Keynes defined a special crossing point of AS and AD. Normal crossing points are below full employment, but as output increases, there is a special crossing point of AS and AD that defines effective demand. It is the point where profit expectations decline. Say’s law would say that you only need to keep producing more or employing more factors in order to keep raising AD. But Keynes said no… there comes a point where more employment of labor and capital is resisted by firms due to falling expectations of profits.
My definition of effective demand agrees with Keynes’ in that there is a limit imposed by labor’s share of output upon utilization of labor and capital. I may not have the perfect equation yet, but past data shows that the economy will reach effective demand and then stop. There have been many ways that the economy reached effective demand, and in each different case, the result was the same, the utilization of labor and capital stops increasing.
Mike Sax,
The effective demand definition that I use says… if the composite utilization of labor and capital rises above an effective level of labor’s share of output, firms lose profits and contract. In essence, there isn’t enough relative labor share demand to support higher utilization of labor and capital for increased output.
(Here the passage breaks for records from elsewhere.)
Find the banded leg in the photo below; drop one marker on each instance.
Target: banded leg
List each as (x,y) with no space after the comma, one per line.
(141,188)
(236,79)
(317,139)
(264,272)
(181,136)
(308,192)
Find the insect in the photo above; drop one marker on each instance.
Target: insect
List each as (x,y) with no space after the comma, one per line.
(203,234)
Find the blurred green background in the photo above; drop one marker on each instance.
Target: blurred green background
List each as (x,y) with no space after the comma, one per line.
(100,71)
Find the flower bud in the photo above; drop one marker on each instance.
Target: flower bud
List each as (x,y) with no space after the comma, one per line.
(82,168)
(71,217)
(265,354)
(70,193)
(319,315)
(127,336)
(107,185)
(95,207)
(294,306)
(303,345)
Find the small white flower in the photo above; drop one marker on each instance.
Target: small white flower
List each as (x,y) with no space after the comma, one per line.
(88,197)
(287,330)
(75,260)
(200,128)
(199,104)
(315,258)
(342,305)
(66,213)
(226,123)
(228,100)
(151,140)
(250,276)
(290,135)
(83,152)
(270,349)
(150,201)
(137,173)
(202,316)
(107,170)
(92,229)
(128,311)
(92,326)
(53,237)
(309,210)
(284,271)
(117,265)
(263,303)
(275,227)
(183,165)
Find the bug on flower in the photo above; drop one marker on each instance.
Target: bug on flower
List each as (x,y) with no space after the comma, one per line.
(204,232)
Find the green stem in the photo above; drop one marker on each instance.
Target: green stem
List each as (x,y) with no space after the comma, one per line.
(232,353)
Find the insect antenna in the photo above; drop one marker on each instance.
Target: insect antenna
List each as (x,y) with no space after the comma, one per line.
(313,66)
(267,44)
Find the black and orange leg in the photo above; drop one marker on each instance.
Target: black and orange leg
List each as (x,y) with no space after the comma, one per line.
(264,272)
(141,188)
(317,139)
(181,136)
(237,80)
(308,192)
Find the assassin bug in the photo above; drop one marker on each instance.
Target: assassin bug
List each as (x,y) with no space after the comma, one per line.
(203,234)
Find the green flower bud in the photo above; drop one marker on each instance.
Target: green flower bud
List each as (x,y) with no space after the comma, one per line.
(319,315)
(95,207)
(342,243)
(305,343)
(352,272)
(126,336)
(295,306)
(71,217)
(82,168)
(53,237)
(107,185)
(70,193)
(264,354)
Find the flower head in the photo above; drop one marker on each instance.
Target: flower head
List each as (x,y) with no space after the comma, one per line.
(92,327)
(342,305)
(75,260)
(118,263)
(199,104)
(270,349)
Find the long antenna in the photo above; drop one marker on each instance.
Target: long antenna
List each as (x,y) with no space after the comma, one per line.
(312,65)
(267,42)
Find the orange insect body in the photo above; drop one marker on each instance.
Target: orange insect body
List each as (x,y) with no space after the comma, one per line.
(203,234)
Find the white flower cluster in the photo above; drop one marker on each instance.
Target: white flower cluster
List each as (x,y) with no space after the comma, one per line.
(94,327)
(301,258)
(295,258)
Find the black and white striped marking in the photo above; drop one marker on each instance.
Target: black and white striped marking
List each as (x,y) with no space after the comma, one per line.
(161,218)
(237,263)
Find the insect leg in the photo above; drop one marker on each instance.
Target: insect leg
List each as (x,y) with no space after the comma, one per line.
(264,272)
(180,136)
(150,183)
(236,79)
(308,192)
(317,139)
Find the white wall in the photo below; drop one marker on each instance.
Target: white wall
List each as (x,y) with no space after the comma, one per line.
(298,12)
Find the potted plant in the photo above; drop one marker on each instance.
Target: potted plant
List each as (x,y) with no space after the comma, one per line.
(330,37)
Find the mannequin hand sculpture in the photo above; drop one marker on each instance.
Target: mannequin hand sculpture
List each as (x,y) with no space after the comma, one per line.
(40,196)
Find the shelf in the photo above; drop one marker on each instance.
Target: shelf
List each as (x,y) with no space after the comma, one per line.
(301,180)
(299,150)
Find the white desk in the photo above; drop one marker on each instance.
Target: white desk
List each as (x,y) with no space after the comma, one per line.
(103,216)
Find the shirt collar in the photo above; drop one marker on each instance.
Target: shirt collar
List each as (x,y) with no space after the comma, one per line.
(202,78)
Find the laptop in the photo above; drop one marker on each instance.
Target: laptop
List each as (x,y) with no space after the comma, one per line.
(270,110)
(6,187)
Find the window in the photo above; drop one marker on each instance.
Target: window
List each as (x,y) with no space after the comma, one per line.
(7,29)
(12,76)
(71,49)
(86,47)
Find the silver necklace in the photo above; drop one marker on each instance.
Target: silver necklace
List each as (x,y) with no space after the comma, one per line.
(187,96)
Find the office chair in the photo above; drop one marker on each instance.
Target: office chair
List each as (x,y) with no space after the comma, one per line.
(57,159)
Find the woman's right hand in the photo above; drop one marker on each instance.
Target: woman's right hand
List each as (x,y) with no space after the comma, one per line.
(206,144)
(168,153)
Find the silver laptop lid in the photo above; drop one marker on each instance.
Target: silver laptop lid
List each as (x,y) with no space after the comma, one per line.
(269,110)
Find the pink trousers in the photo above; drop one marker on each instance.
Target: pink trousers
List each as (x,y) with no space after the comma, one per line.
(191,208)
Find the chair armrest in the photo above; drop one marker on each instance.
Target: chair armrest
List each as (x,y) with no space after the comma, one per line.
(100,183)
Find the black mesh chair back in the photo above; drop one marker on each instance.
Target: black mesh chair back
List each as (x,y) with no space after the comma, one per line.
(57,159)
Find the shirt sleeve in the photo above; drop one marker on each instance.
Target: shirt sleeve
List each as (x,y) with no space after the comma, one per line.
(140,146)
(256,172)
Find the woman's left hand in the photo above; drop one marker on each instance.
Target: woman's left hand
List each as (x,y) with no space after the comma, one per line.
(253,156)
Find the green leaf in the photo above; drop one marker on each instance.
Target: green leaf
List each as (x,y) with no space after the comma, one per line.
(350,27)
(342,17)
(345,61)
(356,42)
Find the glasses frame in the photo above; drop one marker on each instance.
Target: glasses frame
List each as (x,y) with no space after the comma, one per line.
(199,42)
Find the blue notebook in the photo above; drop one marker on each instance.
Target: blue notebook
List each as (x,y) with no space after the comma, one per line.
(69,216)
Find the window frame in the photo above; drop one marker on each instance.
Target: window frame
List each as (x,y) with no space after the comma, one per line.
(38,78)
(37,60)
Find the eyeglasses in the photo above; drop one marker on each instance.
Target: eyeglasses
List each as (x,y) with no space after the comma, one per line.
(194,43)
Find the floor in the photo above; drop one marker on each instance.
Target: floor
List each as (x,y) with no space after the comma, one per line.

If you have miners dig up money from the ground, you are increasing labor’s share and raising effective demand. But if you try to increase output by employing more labor and capital at the current rate of labor’s share, you simply crowd out profits of other firms.
A tighter labor market will increase labor share. Normally as labor share rises at full employment, effective demand begins to rise… but this is a signal that profit rates are declining as Keynes noted in his definition of effective demand. Thus, firms start to back off and desire to employ less labor and capital in an attempt to raise profits back up. The normal result is a contraction/recession.
Firms themselves are crowding each other out for profits at the effective demand limit. When real GDP is below the effective demand limit, firms do not crowd each other out. You will see in 2014 the competitive nature of firms to grab profit share.
Past data show that it is common for labor share or effective demand to rise before a contraction. So if a jobs stimulus program creates a tighter labor market when real GDP is close to the effective demand limit, a situation is created that simulates a normal beginning to a recession.
Fred,
I had the average investor in mind when I wrote that.